Ao início da tarde desta quarta-feira, enquanto decorria o debate de especialidade do OE 2020, Rui Rio anunciou nos Passos Perdidos da Assembleia da República que os sociais-democratas vão alterar a sua proposta para descer o IVA aplicado à eletricidade, com vista a recolher o apoio da esquerda.
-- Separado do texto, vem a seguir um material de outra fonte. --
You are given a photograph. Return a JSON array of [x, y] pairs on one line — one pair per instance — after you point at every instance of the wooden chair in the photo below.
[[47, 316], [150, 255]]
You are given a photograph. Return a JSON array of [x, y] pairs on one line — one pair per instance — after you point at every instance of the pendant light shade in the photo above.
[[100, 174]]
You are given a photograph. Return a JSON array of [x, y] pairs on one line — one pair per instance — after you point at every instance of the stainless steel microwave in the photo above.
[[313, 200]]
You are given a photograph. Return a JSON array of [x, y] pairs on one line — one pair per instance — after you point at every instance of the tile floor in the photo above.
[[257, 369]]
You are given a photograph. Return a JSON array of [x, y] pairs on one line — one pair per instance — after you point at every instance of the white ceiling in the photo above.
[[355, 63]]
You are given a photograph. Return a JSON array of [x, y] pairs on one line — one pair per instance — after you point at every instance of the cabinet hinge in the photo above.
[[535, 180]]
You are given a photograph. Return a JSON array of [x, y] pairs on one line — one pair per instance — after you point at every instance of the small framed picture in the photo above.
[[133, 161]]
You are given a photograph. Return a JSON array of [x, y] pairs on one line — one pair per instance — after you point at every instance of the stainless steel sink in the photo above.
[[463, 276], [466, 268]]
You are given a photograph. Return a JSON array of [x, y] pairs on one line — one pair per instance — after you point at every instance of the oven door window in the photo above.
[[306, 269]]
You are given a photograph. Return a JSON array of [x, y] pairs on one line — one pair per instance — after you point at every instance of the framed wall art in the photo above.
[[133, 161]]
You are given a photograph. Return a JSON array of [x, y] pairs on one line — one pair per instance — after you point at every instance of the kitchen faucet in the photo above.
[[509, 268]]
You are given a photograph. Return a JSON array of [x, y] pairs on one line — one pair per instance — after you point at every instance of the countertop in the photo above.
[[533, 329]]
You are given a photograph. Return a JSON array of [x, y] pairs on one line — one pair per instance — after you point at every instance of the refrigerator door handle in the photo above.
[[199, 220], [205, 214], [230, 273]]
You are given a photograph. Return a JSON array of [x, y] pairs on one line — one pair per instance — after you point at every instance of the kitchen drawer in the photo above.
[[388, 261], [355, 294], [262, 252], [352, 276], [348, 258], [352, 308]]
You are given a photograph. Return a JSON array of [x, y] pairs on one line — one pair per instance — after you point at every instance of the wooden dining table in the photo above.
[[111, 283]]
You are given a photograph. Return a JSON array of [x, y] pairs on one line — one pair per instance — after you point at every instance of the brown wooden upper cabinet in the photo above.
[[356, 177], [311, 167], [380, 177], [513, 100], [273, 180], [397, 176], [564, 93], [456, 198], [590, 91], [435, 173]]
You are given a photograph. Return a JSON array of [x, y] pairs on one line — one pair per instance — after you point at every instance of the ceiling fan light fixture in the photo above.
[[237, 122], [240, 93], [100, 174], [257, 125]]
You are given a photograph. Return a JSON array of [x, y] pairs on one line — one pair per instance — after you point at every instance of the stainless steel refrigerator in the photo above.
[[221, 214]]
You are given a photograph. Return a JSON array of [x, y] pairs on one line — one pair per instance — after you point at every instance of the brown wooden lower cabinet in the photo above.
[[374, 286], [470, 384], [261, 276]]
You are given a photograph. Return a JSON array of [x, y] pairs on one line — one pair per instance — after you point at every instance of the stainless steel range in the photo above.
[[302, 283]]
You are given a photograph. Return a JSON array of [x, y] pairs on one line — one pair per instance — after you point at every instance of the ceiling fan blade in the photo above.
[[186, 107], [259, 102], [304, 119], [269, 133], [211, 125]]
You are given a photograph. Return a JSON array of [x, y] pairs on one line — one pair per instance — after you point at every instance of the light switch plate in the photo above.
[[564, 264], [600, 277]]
No novo desenho da medida, a entrada em vigor foi adiada para outubro, em vez de julho, e as medidas compensatórias foram alteradas, deixando de estar prevista a redução da dotação para consumos intermédios - que BE e PCP já tinham dito que não aprovariam e que impedia o entendimento.

Com este novo desenho, volta a abrir-se a porta a uma coligação negativa entre PSD, BE e PCP, uma vez que os três partidos querem descer já este ano o IVA da luz, contra a vontade do Governo, que está a consultar a Comissão Europeia para descer o IVA em função dos valores de consumo.

Consciente desta possibilidade, Ana Catarina Mendes, líder parlamentar do PS, dramatizou a situação: "É uma tremenda irresponsabilidade, de gravidade sem precedentes, que coloca em causa a aprovação deste Orçamento do Estado," disse. "Lançar uma bomba desta gravidade, compromete em 800 milhões de euros o Orçamento do Estado de 2021," continuou, acusando o PSD de estar a esconder um "corte colossal da despesa pública no SNS para compensar esta medida".

"É uma manobra de teatro, com o apoio já de alguns partidos na Assembleia da República, significa comprometer mais investimento. O que estão a fazer é um embuste e a pôr em causa o OE 2020 e o OE 2021," acusou.

Já antes João Leão, secretário de Estado do Orçamento, tinha reagido com semelhante alarme. "Nestes cinco anos nunca vi um exemplo assim de total falta de responsabilidade. É totalmente diferente do que os outros partidos apresentam," frisara, uns minutos antes o governante. "Significa menos 800 milhões de euros de financiamento para os serviços públicos, saúde," assegurou, avaliando as contrapartidas que o PSD mantém na proposta em "oito milhões de euros."


António Mendonça Mendes, secretário de Estado dos Assuntos Fiscais, juntou-se ao debate, assegurando que a medida do PSD custa 200 milhões de euros este ano e 800 milhões de euros no próximo. E contestou a ideia de que o Governo não procurou aproximar-se da esquerda, argumentando que o Executivo apresentou a proposta de autorização legislativa para baixar o IVA de acordo com o consumo, uma iniciativa que não constava nem do Programa de Governo, nem do Programa Eleitoral socialistas.

No final, falou ainda Duarte Cordeiro, secretário de Estado dos Assuntos Parlamentares, acusando o PSD de cortar "receita estrutural" e frisando que por isso as compensações têm de ser encontradas também para 2021.

Perante a críticas e acusações, Duarte Pacheco, deputado do PSD, foi descredibilizando os números do Governo e acusando o Executivo de "nunca ter estado verdadeiramente empenhado em baixar o IVA da eletricidade". "Se aprovamos o OE e o Governo cativa metade das coisas, e não faz o que prometeu, claro que não precisa de retificativo nenhum," atirou o social-democrata, para se defender das críticas de que o PSD no passado governou com muitos orçamentos retificativos. "Se estão tão preocupados com o impacto no ano que vem, é porque o país afinal não está assim tão bem", atirou.